# Computing probabilities of comparisons of exponential random variables

I am working on a question for class where there are two patients waiting on kidneys. The arrival of transplant kidneys is a Poisson process with rate λ. A will die after an exponential time with rate $$μ_A$$, and B after an exponential time with rate $$μ_B$$. A is ahead of B on the waiting list, so the first kidney goes to A as long as they are still alive. We are asked to compute the probability that A and B each survive to receive their kidneys.

For A, I defined $$P( A < T_1 )$$ and used the total probability law to expand that out into $$P( A > T_1 | T_1 = t)P( T_1 = t)$$, which simplified pretty easily into $$μ_A \exp( - μ_At - λt )$$.

For B, I tried a similar approach and got $$P( A < T_1)P( B > T_1 ) + P( A > T_1 )P( B > T_1 + T_2)$$.

What's the easiest way to approach $$P( B > T_1 + T_2)$$? Expanding that out with total probability just confused me more. I got this: $$P( B > T_1 + T_2 | T_1 + T_2 = t)P( T_1 + T_2 = t | T_1 = s)P( T_1 = s)$$ and I just don't know what to do with the variable $$s$$. Are those supposed to go away? Should I expect the expression for B to depend on two variables? I'm not even sure that my answer for A should be in terms of t.

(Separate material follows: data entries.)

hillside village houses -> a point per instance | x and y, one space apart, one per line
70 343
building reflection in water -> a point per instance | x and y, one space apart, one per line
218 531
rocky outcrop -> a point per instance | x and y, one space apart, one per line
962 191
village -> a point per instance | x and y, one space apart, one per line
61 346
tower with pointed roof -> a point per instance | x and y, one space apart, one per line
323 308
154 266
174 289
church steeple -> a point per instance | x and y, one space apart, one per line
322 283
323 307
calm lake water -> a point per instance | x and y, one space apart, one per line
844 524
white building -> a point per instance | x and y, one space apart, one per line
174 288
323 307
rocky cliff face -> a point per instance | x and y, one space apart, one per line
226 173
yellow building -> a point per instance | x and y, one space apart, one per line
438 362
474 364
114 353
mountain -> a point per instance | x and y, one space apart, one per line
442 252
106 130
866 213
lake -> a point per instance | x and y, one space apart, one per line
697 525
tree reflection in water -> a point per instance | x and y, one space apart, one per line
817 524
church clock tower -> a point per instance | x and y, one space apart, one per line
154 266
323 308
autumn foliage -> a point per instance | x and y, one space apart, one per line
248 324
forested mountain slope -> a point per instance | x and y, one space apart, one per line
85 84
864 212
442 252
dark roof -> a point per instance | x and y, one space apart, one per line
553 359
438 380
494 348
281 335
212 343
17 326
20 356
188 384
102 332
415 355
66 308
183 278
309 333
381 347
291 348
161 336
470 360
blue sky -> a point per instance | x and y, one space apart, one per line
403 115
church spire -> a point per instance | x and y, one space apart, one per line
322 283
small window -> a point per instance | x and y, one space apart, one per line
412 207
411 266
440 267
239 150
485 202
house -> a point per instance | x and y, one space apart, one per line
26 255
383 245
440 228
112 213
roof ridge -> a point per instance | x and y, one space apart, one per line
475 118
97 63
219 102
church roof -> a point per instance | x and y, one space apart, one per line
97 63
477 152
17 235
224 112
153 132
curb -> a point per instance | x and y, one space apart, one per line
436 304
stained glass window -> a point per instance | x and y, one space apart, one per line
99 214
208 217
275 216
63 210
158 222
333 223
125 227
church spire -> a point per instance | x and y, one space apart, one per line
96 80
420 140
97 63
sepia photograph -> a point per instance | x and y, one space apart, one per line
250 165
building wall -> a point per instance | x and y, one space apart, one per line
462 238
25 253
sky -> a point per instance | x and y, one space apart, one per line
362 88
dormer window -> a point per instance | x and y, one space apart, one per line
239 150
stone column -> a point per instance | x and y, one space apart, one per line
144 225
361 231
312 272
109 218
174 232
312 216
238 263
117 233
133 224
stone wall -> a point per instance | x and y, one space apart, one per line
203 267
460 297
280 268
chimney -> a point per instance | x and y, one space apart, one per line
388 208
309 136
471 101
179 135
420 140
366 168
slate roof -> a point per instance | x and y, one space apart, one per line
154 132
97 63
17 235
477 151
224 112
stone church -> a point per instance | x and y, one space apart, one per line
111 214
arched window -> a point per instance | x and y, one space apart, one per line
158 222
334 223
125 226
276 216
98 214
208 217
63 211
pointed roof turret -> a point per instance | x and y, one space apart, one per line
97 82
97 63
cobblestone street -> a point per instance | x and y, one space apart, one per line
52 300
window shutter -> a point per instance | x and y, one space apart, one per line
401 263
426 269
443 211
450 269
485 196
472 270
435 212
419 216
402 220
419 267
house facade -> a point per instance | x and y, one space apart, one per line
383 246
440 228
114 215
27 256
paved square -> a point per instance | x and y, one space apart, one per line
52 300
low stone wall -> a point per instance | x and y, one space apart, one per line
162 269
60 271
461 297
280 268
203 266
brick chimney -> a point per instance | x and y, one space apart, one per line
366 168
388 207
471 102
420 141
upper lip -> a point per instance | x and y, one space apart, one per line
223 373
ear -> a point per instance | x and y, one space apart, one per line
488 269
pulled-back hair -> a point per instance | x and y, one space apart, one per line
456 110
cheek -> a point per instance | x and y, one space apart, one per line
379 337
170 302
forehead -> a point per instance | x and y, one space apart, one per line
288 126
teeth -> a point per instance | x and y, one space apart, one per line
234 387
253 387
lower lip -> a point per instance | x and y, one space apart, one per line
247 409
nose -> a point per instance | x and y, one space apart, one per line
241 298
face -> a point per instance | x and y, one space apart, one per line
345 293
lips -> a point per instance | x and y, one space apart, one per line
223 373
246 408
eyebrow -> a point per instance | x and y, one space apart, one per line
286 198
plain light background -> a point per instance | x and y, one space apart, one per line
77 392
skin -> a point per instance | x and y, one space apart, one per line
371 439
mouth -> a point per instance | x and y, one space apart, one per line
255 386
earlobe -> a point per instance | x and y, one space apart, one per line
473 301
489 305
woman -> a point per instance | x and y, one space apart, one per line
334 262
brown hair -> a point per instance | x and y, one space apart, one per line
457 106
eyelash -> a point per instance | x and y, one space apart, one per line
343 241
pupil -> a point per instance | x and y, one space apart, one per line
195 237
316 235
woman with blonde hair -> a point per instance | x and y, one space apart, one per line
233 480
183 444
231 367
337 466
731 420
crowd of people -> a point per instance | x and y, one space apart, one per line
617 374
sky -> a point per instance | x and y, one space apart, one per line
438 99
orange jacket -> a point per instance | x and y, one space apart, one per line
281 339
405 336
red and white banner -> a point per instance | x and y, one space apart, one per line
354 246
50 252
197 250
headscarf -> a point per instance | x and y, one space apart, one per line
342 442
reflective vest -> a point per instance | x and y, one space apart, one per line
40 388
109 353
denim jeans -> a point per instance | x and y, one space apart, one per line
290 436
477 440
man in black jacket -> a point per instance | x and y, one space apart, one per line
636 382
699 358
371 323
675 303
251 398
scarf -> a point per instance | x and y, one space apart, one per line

Think about the relationship between Poisson process and exponential distribution. You will find you work with 4 random variables following the exponential distributions. Let $$X_1$$ be the time that first kidney arrives, $$X_2$$ the time between two kidneys arrive, $$Y_1$$ is A's survival time without transplantation, and $$Y_2$$ is A's survival time without transplantation. From the description of the question, $$X_1, X_2, Y_1,Y_2$$ are independent and follow exponential distribution. So their joint pdf is the product of 4 pdf.
The event "A and B each survive to receive their kidneys" is $$(Y_1 > X_1) \cap (Y_2 > X_1 + X_2)$$.